“那幾個人給你的,我怎麼敢拿啊。”雲婷笑著調侃。
沈霏微周身如有蟻爬。
“不缺你這點,我說過的話忘了?”雲婷又看向沈霏微。
沈霏微一愣,慌忙在記憶里翻找雲婷說過的話。
雲婷索性重複:“我不給零花錢的,這得你們自己掙。”
沈霏微瞠目結舌,原來是這麼個掙法?
其實她剛才壓根沒用心數,光是收下紅包,心就已經抖得不成樣子了,這會兒不由得想,回去之後,她該給阮別愁掰多少。
雲婷看沈霏微模樣侷促,目光還好像飄遠了一樣,便說:“這些在你手裡,就是你的。你如今有的,你妹妹也會有,並且一分都不會少,我會帶著你們挨個上門認人。”

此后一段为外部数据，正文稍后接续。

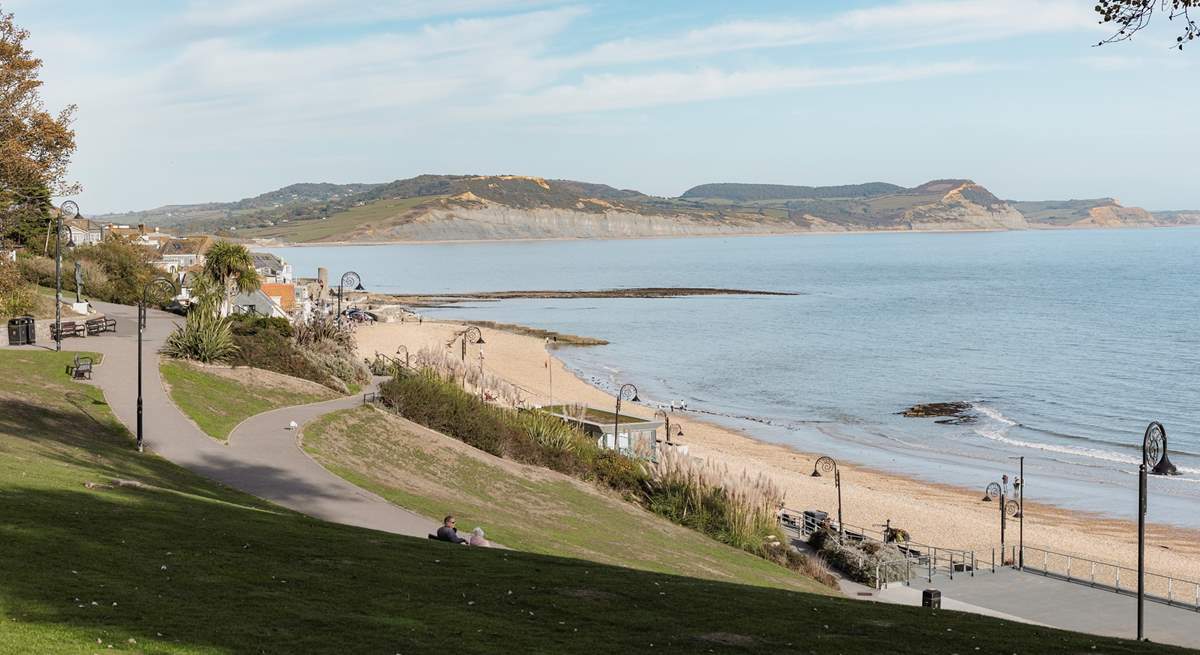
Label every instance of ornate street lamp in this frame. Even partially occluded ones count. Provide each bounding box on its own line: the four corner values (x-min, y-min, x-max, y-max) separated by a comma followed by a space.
54, 200, 79, 350
1138, 421, 1180, 642
337, 271, 366, 328
138, 276, 175, 452
450, 325, 487, 362
812, 455, 846, 540
1009, 455, 1025, 571
612, 383, 641, 452
983, 475, 1024, 565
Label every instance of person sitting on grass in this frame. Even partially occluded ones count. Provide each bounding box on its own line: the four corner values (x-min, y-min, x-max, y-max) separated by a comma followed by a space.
438, 515, 467, 545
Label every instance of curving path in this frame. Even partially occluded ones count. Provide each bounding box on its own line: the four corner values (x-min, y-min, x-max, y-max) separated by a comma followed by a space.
32, 302, 437, 537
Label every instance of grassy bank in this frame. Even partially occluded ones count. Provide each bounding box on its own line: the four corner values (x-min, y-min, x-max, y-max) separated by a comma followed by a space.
158, 360, 337, 441
0, 350, 1182, 655
304, 407, 830, 593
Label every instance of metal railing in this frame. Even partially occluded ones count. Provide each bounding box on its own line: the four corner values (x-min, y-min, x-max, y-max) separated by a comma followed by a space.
780, 507, 996, 589
1012, 546, 1200, 612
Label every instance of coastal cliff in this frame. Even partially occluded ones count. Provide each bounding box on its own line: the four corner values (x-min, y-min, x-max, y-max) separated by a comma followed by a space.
101, 175, 1200, 242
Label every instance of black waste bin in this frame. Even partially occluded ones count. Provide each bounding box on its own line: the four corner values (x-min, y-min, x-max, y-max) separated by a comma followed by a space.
8, 317, 37, 345
804, 510, 829, 530
920, 589, 942, 609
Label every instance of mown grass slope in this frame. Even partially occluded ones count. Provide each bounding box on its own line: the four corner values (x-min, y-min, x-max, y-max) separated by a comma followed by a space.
304, 407, 833, 593
158, 360, 337, 441
0, 349, 1182, 655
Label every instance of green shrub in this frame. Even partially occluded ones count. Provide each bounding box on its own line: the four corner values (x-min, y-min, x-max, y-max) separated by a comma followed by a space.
232, 314, 292, 338
809, 525, 905, 587
162, 311, 238, 363
0, 259, 37, 317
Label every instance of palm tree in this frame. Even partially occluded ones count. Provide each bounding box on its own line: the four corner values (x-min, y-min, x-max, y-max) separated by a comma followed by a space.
204, 241, 259, 317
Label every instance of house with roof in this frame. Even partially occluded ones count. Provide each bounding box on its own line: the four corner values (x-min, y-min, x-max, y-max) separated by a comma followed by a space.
63, 218, 104, 246
155, 236, 212, 272
259, 282, 296, 316
539, 404, 662, 455
250, 252, 293, 284
232, 288, 295, 318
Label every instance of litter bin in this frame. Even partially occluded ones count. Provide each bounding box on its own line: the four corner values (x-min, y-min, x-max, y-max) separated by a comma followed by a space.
920, 589, 942, 609
804, 510, 829, 533
8, 317, 37, 345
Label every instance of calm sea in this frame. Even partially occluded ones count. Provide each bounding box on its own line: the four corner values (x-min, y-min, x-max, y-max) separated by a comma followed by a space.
272, 228, 1200, 527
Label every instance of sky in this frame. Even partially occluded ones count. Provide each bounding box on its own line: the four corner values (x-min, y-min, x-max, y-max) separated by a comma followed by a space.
11, 0, 1200, 209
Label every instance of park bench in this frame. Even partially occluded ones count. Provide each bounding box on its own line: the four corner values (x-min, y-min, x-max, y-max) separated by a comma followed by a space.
84, 317, 116, 337
70, 355, 92, 380
50, 320, 88, 341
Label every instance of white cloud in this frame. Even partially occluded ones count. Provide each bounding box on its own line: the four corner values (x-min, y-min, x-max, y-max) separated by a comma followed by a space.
179, 0, 551, 29
572, 0, 1096, 66
498, 61, 983, 115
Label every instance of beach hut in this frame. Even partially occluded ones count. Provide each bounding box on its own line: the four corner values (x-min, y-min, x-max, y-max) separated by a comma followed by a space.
539, 404, 662, 455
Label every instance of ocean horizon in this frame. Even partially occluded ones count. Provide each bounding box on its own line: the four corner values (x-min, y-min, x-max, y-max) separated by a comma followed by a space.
264, 228, 1200, 528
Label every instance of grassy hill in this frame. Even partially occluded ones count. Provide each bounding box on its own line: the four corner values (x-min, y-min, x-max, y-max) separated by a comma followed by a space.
96, 175, 1200, 242
304, 407, 832, 585
158, 360, 337, 441
0, 349, 1182, 655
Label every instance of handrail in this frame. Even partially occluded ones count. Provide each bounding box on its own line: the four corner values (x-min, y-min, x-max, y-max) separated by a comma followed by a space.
1012, 546, 1200, 612
780, 507, 979, 588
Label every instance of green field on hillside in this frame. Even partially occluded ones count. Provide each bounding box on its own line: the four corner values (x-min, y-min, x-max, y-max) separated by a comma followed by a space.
304, 407, 833, 593
158, 359, 337, 441
238, 196, 440, 244
0, 349, 1183, 655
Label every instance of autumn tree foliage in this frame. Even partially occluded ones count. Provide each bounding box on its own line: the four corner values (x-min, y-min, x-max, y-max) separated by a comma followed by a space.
1096, 0, 1200, 50
0, 11, 79, 242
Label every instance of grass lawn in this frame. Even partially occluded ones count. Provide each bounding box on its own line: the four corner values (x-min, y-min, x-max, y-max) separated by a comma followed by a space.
238, 196, 442, 242
302, 407, 816, 593
0, 350, 1183, 655
158, 359, 337, 441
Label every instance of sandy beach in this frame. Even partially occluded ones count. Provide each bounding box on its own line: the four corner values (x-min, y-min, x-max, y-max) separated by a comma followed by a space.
356, 320, 1200, 578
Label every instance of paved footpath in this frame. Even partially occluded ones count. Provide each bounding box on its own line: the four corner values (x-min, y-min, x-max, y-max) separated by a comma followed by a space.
16, 302, 437, 537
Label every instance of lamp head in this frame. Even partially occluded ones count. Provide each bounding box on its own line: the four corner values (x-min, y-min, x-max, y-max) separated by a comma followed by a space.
59, 200, 79, 221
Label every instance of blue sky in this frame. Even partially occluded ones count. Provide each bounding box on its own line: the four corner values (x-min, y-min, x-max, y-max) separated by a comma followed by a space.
11, 0, 1200, 214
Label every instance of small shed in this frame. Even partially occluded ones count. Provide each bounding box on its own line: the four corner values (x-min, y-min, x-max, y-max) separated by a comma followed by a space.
539, 404, 662, 453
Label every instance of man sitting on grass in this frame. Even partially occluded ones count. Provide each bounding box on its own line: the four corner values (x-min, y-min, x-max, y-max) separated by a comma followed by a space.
438, 515, 467, 545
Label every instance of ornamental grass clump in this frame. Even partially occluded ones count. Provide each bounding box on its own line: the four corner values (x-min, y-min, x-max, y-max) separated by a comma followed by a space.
644, 450, 784, 554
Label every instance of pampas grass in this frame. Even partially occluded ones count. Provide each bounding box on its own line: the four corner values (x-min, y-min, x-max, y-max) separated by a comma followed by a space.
646, 449, 784, 554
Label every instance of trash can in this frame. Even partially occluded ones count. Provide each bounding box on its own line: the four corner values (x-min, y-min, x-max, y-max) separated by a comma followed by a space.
8, 317, 37, 345
920, 589, 942, 609
804, 510, 829, 533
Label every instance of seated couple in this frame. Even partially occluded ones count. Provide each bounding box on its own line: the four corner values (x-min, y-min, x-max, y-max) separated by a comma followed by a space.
430, 515, 490, 546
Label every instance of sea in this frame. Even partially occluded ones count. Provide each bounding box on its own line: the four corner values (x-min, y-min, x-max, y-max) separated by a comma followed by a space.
271, 228, 1200, 528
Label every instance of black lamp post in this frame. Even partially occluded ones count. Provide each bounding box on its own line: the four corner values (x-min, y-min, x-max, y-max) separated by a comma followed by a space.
1138, 421, 1180, 642
54, 200, 79, 350
138, 276, 175, 452
1001, 455, 1025, 571
450, 325, 487, 362
337, 271, 366, 328
654, 409, 683, 446
983, 475, 1022, 566
612, 383, 641, 452
812, 455, 846, 539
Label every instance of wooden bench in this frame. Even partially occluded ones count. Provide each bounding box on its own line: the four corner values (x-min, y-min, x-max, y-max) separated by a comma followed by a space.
70, 355, 92, 380
50, 320, 88, 341
84, 318, 116, 337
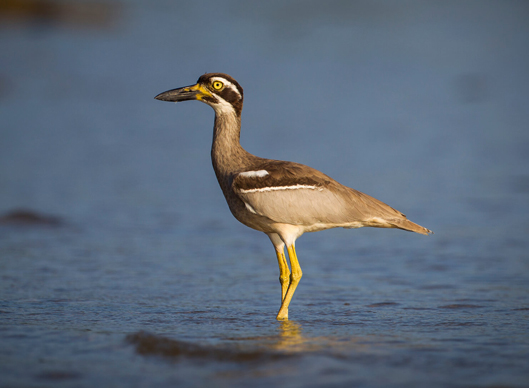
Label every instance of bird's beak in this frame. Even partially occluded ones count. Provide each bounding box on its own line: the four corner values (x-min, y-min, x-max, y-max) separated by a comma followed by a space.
154, 84, 212, 102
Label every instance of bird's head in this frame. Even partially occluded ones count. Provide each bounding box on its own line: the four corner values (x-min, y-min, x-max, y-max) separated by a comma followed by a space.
154, 73, 243, 117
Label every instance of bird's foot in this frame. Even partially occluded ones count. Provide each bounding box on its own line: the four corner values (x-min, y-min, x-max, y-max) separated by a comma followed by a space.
276, 307, 288, 321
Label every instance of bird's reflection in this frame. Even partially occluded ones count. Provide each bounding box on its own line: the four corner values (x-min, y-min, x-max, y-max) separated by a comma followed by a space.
272, 321, 307, 352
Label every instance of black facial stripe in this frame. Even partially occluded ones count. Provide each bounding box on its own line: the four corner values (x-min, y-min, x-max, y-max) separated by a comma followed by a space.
219, 86, 241, 103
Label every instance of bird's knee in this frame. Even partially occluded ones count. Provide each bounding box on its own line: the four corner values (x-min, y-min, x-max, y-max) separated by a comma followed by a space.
279, 275, 290, 285
290, 271, 303, 283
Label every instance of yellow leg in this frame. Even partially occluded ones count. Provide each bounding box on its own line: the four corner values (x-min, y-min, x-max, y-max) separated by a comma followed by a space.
276, 248, 290, 304
277, 244, 303, 320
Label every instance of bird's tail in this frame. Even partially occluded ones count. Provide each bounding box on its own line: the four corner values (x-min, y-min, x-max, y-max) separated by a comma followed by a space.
388, 218, 433, 235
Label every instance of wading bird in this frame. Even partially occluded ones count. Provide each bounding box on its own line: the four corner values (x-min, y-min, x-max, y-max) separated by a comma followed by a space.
155, 73, 432, 320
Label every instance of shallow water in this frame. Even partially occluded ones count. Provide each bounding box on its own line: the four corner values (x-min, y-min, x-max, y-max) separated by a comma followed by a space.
0, 1, 529, 387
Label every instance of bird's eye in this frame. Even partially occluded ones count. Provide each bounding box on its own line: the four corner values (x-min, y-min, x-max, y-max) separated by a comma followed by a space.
213, 81, 224, 90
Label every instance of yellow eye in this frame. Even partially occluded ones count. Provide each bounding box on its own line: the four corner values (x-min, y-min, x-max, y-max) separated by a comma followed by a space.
213, 81, 224, 90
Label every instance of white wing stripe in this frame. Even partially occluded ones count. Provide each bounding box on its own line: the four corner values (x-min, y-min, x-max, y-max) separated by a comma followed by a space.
240, 185, 323, 194
239, 170, 268, 178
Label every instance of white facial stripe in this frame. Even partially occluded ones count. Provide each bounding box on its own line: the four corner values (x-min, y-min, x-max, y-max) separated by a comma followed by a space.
209, 95, 235, 115
241, 185, 323, 194
211, 77, 241, 98
239, 170, 268, 178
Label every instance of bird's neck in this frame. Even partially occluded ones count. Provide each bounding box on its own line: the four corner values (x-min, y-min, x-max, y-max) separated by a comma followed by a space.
211, 112, 252, 180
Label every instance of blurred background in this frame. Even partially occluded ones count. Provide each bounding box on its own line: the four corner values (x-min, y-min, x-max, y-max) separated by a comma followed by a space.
0, 0, 529, 386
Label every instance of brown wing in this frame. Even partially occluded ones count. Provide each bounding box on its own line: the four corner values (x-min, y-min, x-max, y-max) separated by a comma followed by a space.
232, 160, 405, 227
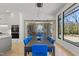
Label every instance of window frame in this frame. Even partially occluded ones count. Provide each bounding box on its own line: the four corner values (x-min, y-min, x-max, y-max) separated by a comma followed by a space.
63, 3, 79, 47
58, 14, 62, 39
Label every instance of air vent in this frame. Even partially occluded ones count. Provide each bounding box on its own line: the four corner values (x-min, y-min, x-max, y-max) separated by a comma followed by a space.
37, 3, 43, 7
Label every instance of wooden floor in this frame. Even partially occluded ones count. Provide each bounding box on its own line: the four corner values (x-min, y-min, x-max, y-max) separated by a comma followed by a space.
0, 39, 73, 56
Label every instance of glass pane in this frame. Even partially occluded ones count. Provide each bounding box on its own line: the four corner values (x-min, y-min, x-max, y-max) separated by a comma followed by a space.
64, 7, 79, 47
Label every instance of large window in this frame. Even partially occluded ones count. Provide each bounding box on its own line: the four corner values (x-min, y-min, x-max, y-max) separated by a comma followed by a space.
58, 14, 61, 39
63, 6, 79, 47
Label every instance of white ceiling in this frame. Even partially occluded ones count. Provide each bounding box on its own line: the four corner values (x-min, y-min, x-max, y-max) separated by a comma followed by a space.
0, 3, 66, 23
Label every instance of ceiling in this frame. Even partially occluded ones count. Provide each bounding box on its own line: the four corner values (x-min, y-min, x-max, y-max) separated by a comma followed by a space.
0, 3, 66, 25
0, 3, 66, 18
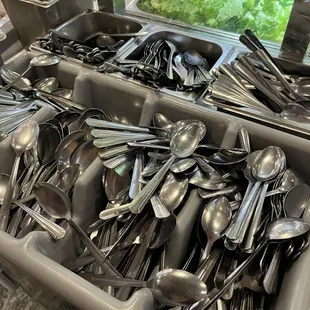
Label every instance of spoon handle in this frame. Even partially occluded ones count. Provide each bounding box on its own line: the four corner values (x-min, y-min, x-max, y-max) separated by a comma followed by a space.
39, 90, 86, 111
129, 155, 176, 214
226, 182, 261, 240
0, 156, 20, 231
266, 188, 283, 197
127, 142, 170, 150
14, 201, 66, 240
68, 219, 122, 278
115, 218, 159, 301
190, 240, 267, 310
151, 194, 170, 219
195, 248, 222, 282
99, 204, 129, 221
129, 151, 144, 199
242, 182, 269, 253
86, 118, 156, 133
80, 272, 146, 287
238, 128, 251, 154
1, 65, 33, 91
94, 134, 157, 148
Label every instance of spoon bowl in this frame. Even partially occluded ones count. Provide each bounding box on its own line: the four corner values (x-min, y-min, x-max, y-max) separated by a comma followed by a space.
34, 183, 121, 276
284, 184, 310, 218
147, 269, 207, 307
159, 173, 188, 212
201, 196, 232, 260
33, 77, 59, 93
52, 88, 73, 100
153, 113, 173, 129
59, 164, 80, 193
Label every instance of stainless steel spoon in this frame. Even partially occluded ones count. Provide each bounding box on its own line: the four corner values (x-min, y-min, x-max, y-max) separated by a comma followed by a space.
284, 184, 310, 218
159, 172, 188, 212
190, 217, 310, 310
33, 77, 59, 93
80, 269, 207, 307
201, 196, 232, 261
0, 120, 39, 231
14, 201, 66, 240
266, 168, 305, 197
34, 183, 122, 277
100, 124, 202, 219
1, 54, 61, 91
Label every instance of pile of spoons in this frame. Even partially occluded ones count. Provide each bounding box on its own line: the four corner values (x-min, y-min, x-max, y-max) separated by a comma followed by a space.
0, 108, 115, 240
107, 40, 212, 92
56, 113, 310, 310
209, 29, 310, 124
37, 29, 142, 65
0, 55, 85, 140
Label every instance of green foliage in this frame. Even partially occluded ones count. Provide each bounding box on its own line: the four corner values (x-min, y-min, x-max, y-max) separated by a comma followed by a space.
138, 0, 293, 42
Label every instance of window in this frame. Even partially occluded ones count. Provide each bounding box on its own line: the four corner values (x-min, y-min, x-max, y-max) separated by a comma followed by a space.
136, 0, 294, 42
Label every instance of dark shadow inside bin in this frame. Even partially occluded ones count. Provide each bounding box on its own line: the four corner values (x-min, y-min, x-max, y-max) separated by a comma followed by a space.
126, 31, 223, 68
1, 52, 79, 90
142, 100, 230, 145
57, 12, 142, 41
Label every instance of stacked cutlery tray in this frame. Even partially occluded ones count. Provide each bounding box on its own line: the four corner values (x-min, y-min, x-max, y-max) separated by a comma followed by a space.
0, 52, 310, 310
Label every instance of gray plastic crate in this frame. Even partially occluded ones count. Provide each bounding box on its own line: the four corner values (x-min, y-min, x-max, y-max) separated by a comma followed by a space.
30, 10, 150, 69
197, 48, 310, 139
0, 49, 310, 310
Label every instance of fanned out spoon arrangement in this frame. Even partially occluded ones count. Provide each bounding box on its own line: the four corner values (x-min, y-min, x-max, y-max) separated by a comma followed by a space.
0, 55, 310, 309
107, 40, 212, 92
209, 29, 310, 125
0, 109, 109, 240
47, 114, 310, 310
0, 55, 85, 141
37, 29, 147, 65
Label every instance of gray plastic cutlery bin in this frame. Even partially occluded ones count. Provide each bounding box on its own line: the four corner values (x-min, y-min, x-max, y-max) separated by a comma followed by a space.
0, 50, 310, 310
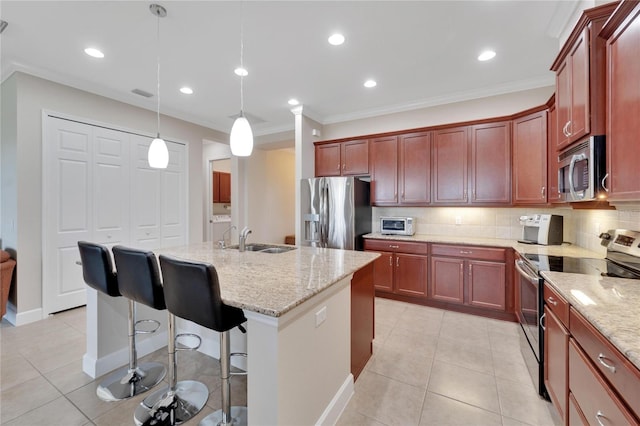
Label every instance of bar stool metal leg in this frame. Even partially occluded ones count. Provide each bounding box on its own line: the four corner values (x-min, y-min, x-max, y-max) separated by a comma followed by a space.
96, 300, 167, 401
133, 313, 209, 426
198, 331, 247, 426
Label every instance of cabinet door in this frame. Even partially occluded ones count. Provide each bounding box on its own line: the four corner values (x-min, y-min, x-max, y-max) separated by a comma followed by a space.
606, 6, 640, 201
513, 111, 547, 204
547, 105, 560, 203
373, 252, 394, 293
398, 133, 431, 205
432, 127, 468, 204
395, 253, 429, 297
341, 139, 369, 176
315, 143, 342, 176
371, 136, 398, 206
467, 260, 506, 311
567, 27, 591, 143
471, 122, 511, 204
220, 173, 231, 203
544, 306, 569, 423
429, 256, 464, 304
554, 60, 571, 151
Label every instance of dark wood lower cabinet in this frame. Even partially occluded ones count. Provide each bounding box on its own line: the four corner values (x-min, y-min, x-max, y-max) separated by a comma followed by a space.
351, 263, 375, 380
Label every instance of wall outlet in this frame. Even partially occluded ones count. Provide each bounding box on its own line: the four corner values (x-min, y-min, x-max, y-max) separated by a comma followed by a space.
316, 306, 327, 327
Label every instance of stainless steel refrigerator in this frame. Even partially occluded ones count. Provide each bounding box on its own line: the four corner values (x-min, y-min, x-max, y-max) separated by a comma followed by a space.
300, 177, 371, 250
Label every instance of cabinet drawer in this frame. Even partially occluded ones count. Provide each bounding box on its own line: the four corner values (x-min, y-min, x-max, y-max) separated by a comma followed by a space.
431, 244, 506, 262
544, 282, 569, 328
569, 309, 640, 417
364, 239, 429, 255
569, 339, 637, 425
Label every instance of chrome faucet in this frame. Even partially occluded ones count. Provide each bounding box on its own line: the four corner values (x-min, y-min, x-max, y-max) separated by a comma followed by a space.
218, 225, 238, 248
238, 226, 251, 251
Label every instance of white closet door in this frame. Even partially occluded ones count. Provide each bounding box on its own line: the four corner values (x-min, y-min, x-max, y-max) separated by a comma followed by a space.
161, 142, 187, 247
131, 135, 162, 250
92, 127, 131, 246
42, 118, 93, 315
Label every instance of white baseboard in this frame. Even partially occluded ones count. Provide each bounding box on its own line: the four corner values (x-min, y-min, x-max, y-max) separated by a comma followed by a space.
4, 302, 43, 327
82, 331, 168, 379
316, 373, 354, 425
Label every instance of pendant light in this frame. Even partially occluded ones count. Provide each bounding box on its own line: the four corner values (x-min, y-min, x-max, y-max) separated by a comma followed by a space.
229, 3, 253, 157
147, 4, 169, 169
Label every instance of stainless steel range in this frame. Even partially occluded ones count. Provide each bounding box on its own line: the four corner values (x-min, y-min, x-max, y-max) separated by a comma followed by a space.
515, 229, 640, 399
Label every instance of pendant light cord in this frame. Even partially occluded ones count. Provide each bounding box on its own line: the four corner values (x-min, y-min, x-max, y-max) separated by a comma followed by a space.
156, 13, 160, 138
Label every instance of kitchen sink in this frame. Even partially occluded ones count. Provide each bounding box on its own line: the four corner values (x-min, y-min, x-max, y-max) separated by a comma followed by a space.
228, 243, 295, 253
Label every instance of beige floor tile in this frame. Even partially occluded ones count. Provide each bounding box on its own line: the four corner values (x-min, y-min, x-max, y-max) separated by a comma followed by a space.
43, 360, 93, 395
435, 335, 494, 374
353, 371, 425, 425
3, 396, 89, 426
496, 378, 554, 425
427, 361, 500, 413
0, 352, 40, 391
420, 392, 502, 426
0, 376, 62, 424
367, 345, 433, 389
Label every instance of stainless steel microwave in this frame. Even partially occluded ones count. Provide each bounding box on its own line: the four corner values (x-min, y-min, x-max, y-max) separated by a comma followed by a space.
558, 136, 607, 202
380, 217, 415, 235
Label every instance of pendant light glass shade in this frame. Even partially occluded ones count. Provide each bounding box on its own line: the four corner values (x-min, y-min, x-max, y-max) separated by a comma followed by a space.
147, 134, 169, 169
229, 114, 253, 157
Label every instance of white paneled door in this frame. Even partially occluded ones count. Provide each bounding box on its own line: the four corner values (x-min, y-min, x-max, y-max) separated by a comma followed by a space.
42, 116, 187, 315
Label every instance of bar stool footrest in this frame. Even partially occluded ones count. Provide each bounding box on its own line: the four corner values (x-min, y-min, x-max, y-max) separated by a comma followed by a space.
198, 406, 247, 426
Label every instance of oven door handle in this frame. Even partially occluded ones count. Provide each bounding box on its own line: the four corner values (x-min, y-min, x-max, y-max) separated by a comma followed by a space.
515, 259, 538, 284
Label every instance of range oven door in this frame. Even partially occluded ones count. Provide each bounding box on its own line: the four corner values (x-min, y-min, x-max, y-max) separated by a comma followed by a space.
515, 256, 548, 399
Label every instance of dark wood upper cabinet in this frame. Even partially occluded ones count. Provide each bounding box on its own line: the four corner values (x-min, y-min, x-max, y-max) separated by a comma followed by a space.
603, 2, 640, 201
432, 126, 469, 204
470, 122, 511, 204
513, 111, 547, 204
551, 2, 617, 149
315, 139, 369, 176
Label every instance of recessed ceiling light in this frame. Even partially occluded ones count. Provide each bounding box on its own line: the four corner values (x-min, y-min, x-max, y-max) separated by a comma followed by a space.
478, 50, 496, 61
84, 47, 104, 58
233, 67, 249, 77
328, 33, 344, 46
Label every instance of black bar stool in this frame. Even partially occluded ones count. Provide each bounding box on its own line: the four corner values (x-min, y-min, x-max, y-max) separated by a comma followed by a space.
78, 241, 166, 401
134, 255, 209, 426
160, 255, 247, 425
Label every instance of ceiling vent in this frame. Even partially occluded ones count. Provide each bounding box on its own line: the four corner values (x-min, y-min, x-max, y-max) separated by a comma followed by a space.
131, 89, 153, 98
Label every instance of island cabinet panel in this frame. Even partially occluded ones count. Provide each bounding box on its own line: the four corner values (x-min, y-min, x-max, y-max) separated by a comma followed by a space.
351, 263, 375, 380
551, 2, 617, 149
398, 132, 431, 206
432, 127, 469, 205
513, 111, 547, 204
569, 338, 638, 425
370, 136, 398, 206
315, 139, 369, 176
364, 239, 429, 299
606, 2, 640, 201
470, 122, 511, 204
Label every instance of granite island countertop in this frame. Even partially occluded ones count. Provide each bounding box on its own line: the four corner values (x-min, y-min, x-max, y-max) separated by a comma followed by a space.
542, 272, 640, 369
364, 233, 604, 259
154, 242, 379, 317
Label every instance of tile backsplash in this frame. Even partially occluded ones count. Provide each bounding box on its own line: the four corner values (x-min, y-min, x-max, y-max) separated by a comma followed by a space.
373, 206, 640, 255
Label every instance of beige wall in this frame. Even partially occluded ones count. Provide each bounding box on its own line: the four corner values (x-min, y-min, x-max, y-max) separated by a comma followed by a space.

沈霏微忐忑不定地應了一聲,只盼阮別愁不會被那陣仗嚇哭。
“盒子打開。”雲婷又說。
這鐵蓋壓得很實,沈霏微費了不少勁才摳開丁點邊沿。她其實挺好奇盒裡裝的是什麼,竟能讓雲婷大費周章去“求”。
打開後,一支錄音筆躍入眼底。
“放出來聽聽。”雲婷語氣微沉。
沈霏微沒用過這玩意,小心翼翼拿起端詳了一陣,才按下開關。
一句話從筆中飄了出來,是男人沙啞的聲音。
“我要他們死絕,辦法隨便你想。”
沈霏微握筆的手,不禁冒出冷汗。
“鳳靜在開車撞出高架橋前,似乎在追一個人。”雲婷低頭,目光一動不動地落在沈霏微臉上,“但很湊巧,那段路的監控當天故障了,直到四天前,我才把目標鎖定到某個人的身上。”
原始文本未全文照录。